This vintage hand-crank grinder is made of tamarisk wood, with hand-engraved silver melange adornment, hand carved camel bone embellishments, and numerous antique coins. Entirely handmade, this grinder was used by southern Morocco nomads while traveling and crossing the Sahara desert. We sourced the item from Zagora, Morocco, where the item has been handed down.
The coins are pounded but two are identifiable as a bronze/copper Moroccan falus, dating them to pre-1901, as this marked the end of falus production. The front of the grinder has a removable drawer, with two coins on each side, one of silver the other of copper. The front has rudimentary engraved silver designs, with additional silver rivet accents. Both sides of the grinder have decorative silver designs with brilliant red pieces of coral in the middle.

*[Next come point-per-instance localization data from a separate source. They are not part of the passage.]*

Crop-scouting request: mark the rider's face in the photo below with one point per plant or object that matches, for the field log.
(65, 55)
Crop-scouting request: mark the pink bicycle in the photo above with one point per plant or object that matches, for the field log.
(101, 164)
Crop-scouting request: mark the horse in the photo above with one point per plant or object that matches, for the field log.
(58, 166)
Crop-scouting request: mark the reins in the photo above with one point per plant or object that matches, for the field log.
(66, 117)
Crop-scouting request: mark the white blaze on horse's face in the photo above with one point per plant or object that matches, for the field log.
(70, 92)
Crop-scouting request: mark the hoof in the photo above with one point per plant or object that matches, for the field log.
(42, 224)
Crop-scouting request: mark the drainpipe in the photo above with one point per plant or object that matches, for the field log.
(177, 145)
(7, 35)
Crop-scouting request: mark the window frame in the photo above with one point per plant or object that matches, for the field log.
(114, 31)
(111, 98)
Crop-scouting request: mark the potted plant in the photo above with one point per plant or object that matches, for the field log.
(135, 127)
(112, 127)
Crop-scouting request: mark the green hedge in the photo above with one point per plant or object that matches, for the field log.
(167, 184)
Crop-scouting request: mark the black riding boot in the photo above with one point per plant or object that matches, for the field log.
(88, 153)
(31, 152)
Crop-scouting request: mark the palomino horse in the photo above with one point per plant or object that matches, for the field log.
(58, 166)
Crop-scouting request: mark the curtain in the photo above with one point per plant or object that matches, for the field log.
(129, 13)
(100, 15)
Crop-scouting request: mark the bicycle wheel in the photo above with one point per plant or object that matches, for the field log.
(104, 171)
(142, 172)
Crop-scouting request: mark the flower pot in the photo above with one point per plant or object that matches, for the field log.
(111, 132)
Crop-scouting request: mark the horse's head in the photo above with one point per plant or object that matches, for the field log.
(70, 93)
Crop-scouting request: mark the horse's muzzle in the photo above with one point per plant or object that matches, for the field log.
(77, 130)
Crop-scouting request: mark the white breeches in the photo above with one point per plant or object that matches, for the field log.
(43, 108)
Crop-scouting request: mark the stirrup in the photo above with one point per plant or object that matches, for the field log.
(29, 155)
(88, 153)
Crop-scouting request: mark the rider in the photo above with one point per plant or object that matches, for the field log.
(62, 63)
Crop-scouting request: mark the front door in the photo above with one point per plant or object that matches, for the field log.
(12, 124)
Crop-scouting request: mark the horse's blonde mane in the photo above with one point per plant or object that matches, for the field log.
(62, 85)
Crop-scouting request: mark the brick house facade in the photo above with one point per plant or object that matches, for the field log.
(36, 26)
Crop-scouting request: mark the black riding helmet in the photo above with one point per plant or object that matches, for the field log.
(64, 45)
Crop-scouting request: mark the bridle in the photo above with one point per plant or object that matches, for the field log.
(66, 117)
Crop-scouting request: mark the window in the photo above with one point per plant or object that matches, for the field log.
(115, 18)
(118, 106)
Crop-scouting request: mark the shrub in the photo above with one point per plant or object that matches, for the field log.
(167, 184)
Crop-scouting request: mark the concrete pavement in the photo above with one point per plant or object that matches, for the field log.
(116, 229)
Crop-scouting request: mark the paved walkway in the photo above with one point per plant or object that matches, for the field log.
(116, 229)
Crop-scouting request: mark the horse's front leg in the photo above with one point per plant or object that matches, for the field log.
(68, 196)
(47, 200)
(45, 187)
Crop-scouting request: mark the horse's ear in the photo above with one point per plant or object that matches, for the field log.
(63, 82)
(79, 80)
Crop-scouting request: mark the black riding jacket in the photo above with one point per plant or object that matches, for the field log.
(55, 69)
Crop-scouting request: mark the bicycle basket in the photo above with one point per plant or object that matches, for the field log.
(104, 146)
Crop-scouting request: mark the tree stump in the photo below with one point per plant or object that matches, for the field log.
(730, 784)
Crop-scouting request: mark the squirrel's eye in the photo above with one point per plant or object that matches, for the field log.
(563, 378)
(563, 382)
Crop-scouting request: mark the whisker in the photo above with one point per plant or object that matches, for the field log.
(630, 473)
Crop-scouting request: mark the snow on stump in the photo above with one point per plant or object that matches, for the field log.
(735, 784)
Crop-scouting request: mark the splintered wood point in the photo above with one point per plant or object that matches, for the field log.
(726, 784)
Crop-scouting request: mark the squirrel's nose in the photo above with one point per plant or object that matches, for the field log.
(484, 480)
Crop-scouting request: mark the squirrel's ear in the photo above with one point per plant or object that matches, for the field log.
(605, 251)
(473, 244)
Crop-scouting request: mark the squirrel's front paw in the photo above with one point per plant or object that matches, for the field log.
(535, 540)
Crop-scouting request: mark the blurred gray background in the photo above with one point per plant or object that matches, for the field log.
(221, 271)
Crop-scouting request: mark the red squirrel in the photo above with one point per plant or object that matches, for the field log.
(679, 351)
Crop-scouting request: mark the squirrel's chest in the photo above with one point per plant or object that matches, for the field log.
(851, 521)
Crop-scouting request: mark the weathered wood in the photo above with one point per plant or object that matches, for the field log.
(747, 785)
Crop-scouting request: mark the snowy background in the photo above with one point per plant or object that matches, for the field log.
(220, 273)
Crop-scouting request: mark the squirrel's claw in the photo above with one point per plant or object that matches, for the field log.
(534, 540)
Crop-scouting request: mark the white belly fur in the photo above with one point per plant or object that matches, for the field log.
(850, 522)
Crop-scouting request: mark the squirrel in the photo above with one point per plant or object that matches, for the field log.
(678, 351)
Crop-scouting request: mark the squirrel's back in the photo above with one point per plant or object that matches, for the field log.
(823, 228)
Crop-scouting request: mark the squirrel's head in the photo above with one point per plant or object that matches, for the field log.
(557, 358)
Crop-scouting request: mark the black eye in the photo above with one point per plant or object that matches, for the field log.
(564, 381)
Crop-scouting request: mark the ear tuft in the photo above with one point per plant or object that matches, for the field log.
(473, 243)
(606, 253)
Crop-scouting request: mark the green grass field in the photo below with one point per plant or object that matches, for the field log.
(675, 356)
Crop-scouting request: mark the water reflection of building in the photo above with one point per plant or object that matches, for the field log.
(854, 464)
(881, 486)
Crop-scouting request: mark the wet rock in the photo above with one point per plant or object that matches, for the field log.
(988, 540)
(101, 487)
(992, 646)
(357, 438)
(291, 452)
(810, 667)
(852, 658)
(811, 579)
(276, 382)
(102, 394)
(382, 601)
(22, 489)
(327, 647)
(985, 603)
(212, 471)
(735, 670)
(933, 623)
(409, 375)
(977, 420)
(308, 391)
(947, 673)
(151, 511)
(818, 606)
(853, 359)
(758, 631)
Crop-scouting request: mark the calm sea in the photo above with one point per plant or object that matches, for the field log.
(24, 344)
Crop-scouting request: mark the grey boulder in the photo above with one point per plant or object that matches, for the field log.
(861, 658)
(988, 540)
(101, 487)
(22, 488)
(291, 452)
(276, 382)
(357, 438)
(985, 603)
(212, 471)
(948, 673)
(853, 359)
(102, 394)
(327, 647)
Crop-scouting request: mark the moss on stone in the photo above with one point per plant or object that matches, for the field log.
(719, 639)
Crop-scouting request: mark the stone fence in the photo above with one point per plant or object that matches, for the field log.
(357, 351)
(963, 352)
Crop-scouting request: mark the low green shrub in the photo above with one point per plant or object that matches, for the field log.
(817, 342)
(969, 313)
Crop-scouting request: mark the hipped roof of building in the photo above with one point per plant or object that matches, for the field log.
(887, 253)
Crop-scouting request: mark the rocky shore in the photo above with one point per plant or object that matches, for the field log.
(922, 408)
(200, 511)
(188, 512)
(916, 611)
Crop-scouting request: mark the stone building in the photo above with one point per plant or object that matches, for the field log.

On the back, a large silver star is surrounded by four antique coins, the aforementioned falus. In the middle of the star there is a large malachite gemstone. The top is a combination of metalwork techniques: extensive embossed brass, hand-hammered by a native; repousse silver melange; and hand-beaded brass. Four triangles of camel bone are on each corner, carved with the traditional Moroccan evil eye. One side of the lid opens, and the brass handle turns easily.
Used for grinding coffee or spices, this objet d'art is still fully functional. This objet d'art is entirely handmade by native Moroccan Berber artisans. It is early to mid-20th century.